Press "Enter" to skip to content

Libres pensées d'un mathématicien ordinaire Posts

Back to basics : from LDP to CLT

1820 watercolor caricatures of the French mathematicians Adrien-Marie Legendre (left) and Joseph Fourier (right) by French artist Julien-Léopold Boilly.
1820 watercolor caricatures of Adrien-Marie Legendre (left) and Joseph Fourier by Julien-Léopold Boilly (1796 — 1874).

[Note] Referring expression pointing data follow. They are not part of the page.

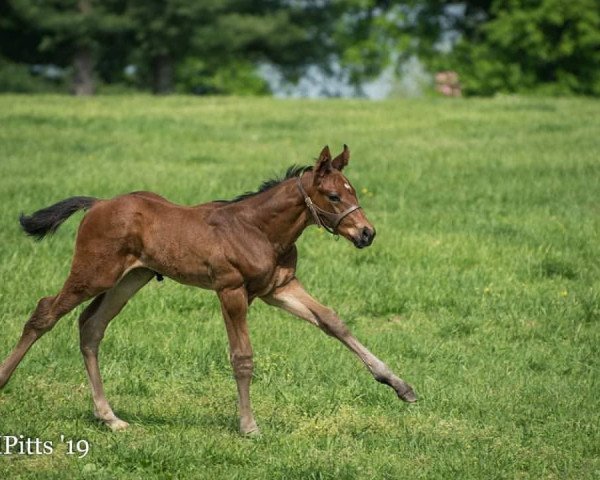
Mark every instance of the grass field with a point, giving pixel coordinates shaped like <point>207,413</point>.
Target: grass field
<point>482,290</point>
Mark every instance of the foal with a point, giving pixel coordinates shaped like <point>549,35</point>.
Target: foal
<point>242,249</point>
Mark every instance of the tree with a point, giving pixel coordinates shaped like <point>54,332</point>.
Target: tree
<point>551,46</point>
<point>71,32</point>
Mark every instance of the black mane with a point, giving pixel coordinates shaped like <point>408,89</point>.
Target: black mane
<point>291,172</point>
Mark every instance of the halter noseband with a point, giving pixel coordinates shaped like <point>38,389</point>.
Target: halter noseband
<point>332,219</point>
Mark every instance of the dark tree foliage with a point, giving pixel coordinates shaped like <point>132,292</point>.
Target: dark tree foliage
<point>547,46</point>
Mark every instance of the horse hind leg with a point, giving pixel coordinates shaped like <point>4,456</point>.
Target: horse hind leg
<point>92,325</point>
<point>48,311</point>
<point>82,284</point>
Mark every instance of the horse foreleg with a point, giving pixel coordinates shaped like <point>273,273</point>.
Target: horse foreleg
<point>234,305</point>
<point>294,299</point>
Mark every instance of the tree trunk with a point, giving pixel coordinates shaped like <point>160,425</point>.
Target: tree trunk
<point>83,79</point>
<point>162,74</point>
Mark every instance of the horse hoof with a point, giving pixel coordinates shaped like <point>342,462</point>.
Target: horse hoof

This post is about a link between large deviations inequalities and the central limit phenomenon. In a nutshell, for the random walk $S_n:=X_1+\cdots+X_n$ where $X_1,\ldots,X_n$ are independent copies on a real random variables $X$, the Markov inequality yields, for all $x$,
$$
\mathbb{P}\Bigr(\frac{S_n}{n}\geq x\Bigr)
\overset{\lambda>0}{=}
\mathbb{P}(\mathrm{e}^{\lambda S_n}\geq\mathrm{e}^{n\lambda x})
\leq\mathrm{e}^{-n\sup_{\lambda\geq0}(\lambda x-\log\mathbb{E}(\mathrm{e}^{\lambda X}))}.
$$ The variational function of $x$ in the right hand side reminds the Legendre transform of the log-Laplace transform, known as the Cramér transform. When $X$ has finite exponential moments, we obtain, for $x=\mathbb{E}(X)+r$, a reinforcement of the law of large numbers in terms of an exponential deviation inequality for $\frac{S_n}{n}$ from $\mathbb{E}(X)$. This leads to the Cramér large deviations principle. When $x=\mathbb{E}(X)+\frac{r}{\sqrt{n}}$, the left hand side is at the CLT scale and the right hand side leads to the second derivative, at $\mathbb{E}(X)$, of the Cramér transform, which turns out to be $\frac{1}{\mathrm{Var}(X)}$, making the upper bound Gaussian in accordance with the CLT.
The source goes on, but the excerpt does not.